The Security Council in a show of unanimity on Thursday condemned in the “strongest terms” suicide bombing in Pulwama that killed 40 Indian security personnel and named the Jaish-e-Mohammad’s (JeM).

China, which has been protecting JeM chief Masood Azhar, joined the other 14 members of the Council in issuing a press statement that called upon all countries to combat terrorism and to cooperate with the Indian government in bringing the terrorists to justice.

The statement called the February 14 attack a “heinous and cowardly suicide bombing” and noted that the JeM claimed responsibility for it.

A press statement is which is short of a resolution and is usually arrived at by consensus. Since it is not a formal resolution, it saves Beijing from the dilemma of having to vote for it or veto it as a favour to its ally Pakistan.

China has consistently vetoed attempts at the Council to add Azhar to the list of international terrorists facing UN sanctions.

The statement “underlined the need to hold perpetrators, organisers, financiers and sponsors of these reprehensible acts of terrorism accountable and bring them to justice”.

The Council also “reaffirmed the need for all States to combat by all means, in accordance with the Charter of the UN and other obligations under international law, including international human rights law, international refugee law and international humanitarian law, threats to international peace and security caused by terrorist acts”, it added.

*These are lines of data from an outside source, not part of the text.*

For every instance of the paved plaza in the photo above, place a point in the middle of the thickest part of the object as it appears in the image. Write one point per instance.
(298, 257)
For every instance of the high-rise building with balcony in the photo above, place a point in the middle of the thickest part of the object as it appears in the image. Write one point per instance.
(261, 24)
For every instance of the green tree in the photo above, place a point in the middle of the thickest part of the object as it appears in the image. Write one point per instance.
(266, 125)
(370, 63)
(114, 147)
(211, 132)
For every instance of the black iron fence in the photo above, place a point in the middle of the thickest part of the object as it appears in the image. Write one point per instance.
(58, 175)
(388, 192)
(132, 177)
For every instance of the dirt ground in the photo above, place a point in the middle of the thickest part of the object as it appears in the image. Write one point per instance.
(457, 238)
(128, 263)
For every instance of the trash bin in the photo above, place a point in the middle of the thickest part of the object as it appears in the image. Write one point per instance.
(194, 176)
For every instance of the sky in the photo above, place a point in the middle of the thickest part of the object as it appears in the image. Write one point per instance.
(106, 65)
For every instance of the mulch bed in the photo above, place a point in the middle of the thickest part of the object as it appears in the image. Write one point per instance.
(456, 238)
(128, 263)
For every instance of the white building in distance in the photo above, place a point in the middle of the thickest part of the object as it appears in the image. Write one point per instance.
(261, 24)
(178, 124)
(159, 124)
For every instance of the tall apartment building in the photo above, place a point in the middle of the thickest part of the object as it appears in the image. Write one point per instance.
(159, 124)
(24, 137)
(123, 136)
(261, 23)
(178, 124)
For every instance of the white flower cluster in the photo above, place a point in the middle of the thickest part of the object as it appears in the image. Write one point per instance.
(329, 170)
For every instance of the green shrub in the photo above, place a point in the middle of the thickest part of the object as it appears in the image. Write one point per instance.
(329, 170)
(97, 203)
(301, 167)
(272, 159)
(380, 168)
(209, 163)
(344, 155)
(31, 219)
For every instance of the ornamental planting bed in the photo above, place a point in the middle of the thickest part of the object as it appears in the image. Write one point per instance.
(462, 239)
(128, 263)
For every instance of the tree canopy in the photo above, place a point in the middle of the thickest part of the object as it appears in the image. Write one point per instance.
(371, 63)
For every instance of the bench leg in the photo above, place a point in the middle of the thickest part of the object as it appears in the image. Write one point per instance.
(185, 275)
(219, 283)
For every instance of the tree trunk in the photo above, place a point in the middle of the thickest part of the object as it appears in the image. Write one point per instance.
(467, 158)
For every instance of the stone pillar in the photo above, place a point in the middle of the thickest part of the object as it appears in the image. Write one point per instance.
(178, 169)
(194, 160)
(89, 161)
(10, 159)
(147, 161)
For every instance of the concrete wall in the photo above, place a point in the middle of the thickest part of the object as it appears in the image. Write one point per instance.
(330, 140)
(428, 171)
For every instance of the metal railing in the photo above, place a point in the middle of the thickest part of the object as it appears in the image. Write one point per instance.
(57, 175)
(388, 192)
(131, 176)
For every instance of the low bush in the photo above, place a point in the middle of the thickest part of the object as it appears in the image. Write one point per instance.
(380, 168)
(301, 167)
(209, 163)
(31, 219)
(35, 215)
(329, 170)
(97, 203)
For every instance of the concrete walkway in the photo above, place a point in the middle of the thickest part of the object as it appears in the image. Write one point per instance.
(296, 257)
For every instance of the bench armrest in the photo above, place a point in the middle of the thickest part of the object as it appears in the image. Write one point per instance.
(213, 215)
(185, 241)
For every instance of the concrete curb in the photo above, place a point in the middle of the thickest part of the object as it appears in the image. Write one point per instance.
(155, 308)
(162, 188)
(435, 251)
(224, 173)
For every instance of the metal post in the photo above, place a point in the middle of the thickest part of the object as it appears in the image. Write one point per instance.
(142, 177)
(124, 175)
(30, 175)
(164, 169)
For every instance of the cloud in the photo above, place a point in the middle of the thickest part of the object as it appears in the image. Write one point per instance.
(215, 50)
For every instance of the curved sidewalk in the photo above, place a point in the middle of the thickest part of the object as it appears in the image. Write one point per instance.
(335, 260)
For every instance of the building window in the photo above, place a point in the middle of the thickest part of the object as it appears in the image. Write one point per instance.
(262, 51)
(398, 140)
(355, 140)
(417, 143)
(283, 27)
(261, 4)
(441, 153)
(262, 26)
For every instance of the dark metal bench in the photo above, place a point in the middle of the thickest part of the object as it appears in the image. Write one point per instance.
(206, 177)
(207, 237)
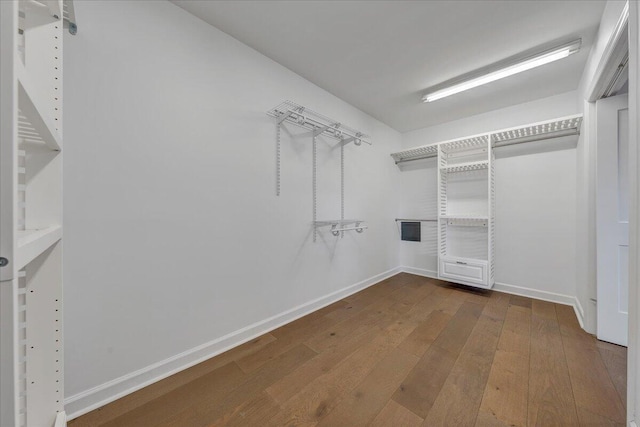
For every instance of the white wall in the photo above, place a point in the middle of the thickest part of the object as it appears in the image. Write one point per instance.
(174, 237)
(586, 173)
(535, 201)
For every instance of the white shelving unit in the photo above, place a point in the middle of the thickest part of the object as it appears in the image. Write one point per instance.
(466, 195)
(31, 377)
(465, 211)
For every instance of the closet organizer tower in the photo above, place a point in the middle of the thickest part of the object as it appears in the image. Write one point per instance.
(31, 375)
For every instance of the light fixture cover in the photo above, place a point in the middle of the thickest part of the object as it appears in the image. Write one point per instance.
(506, 69)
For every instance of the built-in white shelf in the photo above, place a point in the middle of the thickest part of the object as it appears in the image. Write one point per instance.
(32, 243)
(466, 167)
(563, 126)
(34, 124)
(423, 152)
(465, 221)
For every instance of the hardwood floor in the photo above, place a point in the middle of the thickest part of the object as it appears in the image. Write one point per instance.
(408, 351)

Taking a hardline on terrorism, it said, “The members of the Security Council reiterated that any acts of terrorism are criminal and unjustifiable, regardless of their motivation, wherever, whenever and by whomsoever committed”.

The tough and unequivocal statement comes despite intense lobbying by Pakistan’s Permanent Representative Maleeha Lodhi to blunt diplomatic reprisals.

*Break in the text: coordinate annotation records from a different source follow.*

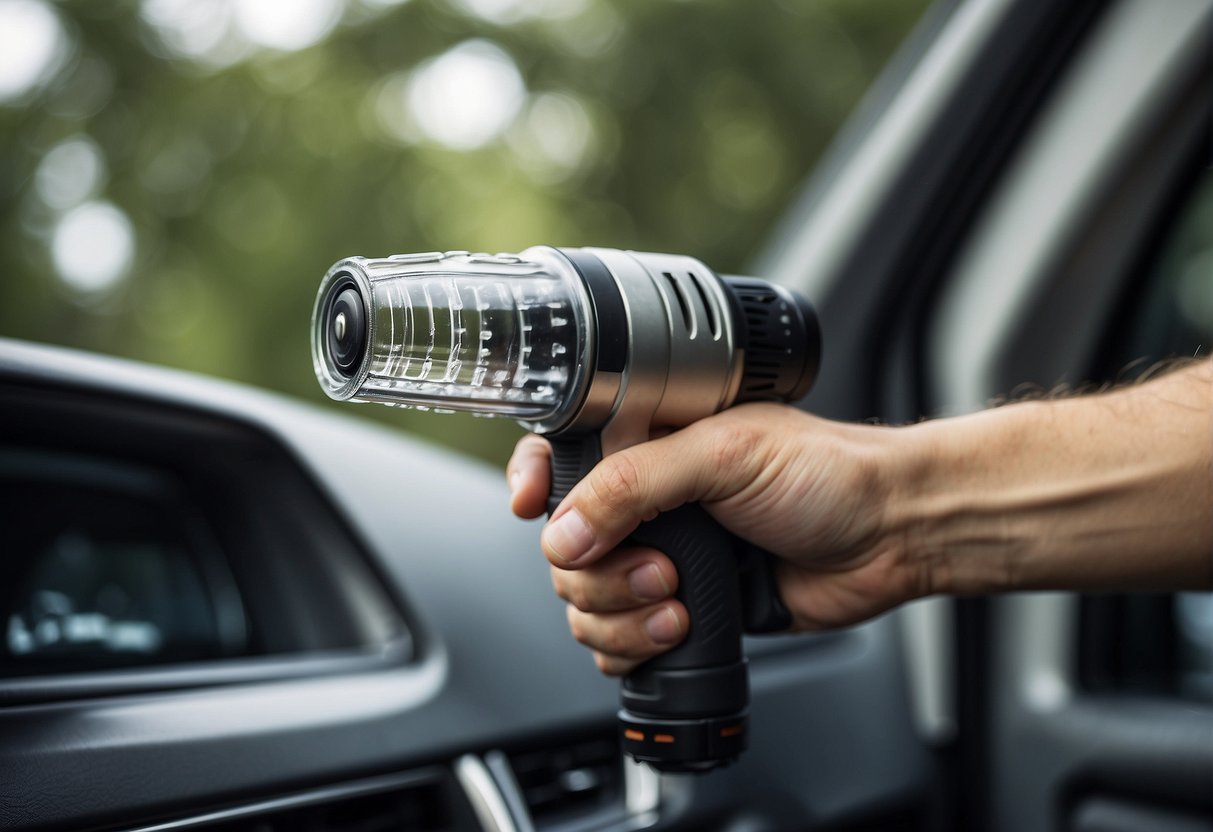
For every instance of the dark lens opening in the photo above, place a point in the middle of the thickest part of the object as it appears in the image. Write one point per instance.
(345, 324)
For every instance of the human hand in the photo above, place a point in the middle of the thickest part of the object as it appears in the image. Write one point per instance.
(803, 488)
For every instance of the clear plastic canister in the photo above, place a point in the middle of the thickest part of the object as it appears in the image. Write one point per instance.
(490, 334)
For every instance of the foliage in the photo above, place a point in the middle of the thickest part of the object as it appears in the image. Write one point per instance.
(698, 121)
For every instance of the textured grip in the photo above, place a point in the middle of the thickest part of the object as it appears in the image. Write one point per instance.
(706, 559)
(573, 457)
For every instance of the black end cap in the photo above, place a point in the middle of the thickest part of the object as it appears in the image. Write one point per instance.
(781, 341)
(684, 745)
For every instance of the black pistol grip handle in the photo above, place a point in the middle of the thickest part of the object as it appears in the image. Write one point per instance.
(706, 558)
(573, 457)
(705, 677)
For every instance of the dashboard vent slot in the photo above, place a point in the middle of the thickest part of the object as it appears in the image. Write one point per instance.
(563, 782)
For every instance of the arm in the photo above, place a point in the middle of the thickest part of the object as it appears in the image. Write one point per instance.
(1098, 493)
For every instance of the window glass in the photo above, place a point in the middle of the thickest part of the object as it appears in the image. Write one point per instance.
(103, 570)
(1162, 644)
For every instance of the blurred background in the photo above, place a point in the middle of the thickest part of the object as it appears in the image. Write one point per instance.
(177, 175)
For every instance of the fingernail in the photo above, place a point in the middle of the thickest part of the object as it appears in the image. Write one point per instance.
(662, 626)
(648, 582)
(568, 536)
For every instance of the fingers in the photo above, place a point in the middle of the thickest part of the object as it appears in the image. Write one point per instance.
(621, 640)
(626, 580)
(529, 473)
(710, 460)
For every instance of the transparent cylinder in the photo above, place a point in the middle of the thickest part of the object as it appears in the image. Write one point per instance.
(499, 335)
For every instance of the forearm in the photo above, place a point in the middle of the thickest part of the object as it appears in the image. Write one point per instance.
(1106, 491)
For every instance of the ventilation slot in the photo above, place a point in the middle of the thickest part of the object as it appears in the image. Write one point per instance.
(713, 323)
(677, 290)
(571, 781)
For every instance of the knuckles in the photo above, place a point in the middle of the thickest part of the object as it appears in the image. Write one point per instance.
(616, 483)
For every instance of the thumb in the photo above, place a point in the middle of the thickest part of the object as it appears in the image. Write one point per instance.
(636, 484)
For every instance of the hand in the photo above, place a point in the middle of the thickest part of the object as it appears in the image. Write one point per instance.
(803, 488)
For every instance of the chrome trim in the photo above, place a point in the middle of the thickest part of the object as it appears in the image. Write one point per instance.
(484, 796)
(928, 632)
(302, 799)
(642, 787)
(504, 774)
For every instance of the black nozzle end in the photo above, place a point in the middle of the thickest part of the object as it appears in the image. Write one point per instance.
(345, 326)
(684, 746)
(781, 341)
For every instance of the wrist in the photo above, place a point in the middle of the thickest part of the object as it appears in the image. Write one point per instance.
(947, 509)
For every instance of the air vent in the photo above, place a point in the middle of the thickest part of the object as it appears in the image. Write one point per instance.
(570, 781)
(427, 801)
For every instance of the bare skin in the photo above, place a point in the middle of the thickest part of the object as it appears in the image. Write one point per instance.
(1106, 491)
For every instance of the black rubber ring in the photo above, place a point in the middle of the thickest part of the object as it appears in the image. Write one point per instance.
(610, 314)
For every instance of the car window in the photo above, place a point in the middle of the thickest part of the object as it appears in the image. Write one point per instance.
(1161, 644)
(175, 177)
(103, 570)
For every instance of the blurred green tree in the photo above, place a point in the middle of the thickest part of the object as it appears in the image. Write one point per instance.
(176, 176)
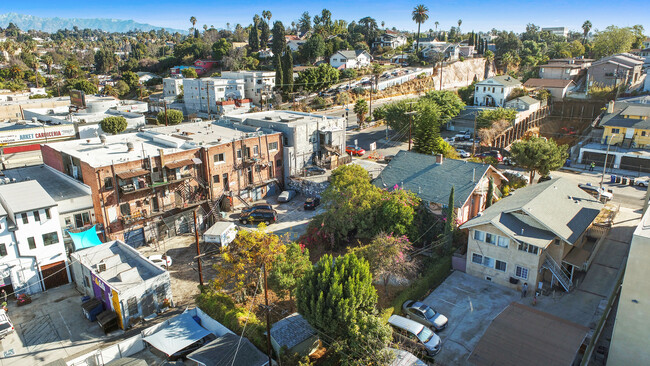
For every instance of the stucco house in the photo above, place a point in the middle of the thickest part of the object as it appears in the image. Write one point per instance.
(493, 92)
(350, 59)
(431, 178)
(520, 240)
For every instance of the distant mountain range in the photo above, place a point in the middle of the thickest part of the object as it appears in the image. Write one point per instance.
(51, 25)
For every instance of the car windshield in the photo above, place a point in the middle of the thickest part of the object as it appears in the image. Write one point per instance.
(425, 335)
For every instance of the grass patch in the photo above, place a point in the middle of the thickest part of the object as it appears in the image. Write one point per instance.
(435, 272)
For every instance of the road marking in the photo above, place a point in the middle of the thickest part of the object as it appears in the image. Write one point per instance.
(66, 325)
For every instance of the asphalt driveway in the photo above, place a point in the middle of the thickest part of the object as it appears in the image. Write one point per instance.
(470, 304)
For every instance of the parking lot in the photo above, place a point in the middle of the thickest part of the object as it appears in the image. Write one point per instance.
(50, 328)
(470, 304)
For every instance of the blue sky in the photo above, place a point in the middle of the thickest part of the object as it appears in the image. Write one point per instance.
(476, 15)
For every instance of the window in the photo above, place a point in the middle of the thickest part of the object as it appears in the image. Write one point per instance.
(51, 238)
(500, 266)
(108, 183)
(31, 243)
(219, 158)
(521, 272)
(479, 235)
(528, 248)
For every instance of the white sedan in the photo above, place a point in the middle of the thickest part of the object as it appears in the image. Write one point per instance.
(464, 154)
(163, 261)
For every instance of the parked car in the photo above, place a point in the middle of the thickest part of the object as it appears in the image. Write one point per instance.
(311, 203)
(266, 216)
(6, 326)
(593, 190)
(257, 206)
(415, 335)
(354, 150)
(160, 260)
(424, 314)
(464, 154)
(314, 170)
(286, 196)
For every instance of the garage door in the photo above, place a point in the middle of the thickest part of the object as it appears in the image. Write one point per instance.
(54, 275)
(134, 238)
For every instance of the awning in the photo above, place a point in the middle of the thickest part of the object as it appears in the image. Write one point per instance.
(181, 332)
(184, 162)
(132, 173)
(85, 239)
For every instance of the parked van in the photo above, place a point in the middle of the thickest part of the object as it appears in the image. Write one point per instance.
(415, 334)
(6, 326)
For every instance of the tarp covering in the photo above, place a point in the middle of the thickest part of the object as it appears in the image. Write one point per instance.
(181, 332)
(85, 239)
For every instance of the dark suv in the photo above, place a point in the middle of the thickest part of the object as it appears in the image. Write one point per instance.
(266, 216)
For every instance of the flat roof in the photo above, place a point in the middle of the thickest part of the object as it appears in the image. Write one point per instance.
(124, 266)
(58, 185)
(25, 196)
(521, 335)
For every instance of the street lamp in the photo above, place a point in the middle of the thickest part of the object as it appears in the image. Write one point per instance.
(602, 177)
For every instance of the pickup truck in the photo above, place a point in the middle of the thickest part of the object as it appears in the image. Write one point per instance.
(6, 326)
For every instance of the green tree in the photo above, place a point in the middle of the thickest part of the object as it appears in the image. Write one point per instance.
(173, 117)
(113, 124)
(361, 109)
(189, 73)
(338, 299)
(538, 154)
(612, 40)
(220, 48)
(288, 268)
(450, 221)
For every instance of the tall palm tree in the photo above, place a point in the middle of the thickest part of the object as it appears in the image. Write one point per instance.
(420, 15)
(586, 27)
(193, 21)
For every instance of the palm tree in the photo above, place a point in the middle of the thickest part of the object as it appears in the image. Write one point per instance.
(586, 27)
(193, 21)
(420, 15)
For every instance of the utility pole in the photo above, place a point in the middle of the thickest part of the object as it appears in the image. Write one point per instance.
(198, 251)
(268, 320)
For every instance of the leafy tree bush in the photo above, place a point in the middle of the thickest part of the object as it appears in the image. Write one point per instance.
(113, 124)
(174, 117)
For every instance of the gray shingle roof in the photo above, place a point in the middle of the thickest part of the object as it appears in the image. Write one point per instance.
(292, 331)
(432, 182)
(573, 210)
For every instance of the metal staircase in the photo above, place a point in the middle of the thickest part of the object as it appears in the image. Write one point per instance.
(558, 272)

On Tuesday, she met with Council President Anatolio Ndong Mba of Equatorial Guinea to appraise them of the “dangerous situation”, as well as with other diplomats.

Secretary-General Antonio Guterres and UN Human Rights High Commissioner Michelle Bachelet have called for prosecution of those responsible for the attack.

The Council statement said that it “reaffirmed that terrorism in all its forms and manifestations constitutes one of the most serious threats to international peace and security”.

A key phrase in the statement reaffirming “the need for states to combat by all means” terrorism would be a matter of legal interpretation on how far India can go in retaliation, although it would have to be taken “in accordance with the Charter of the UN and other obligations under international law”.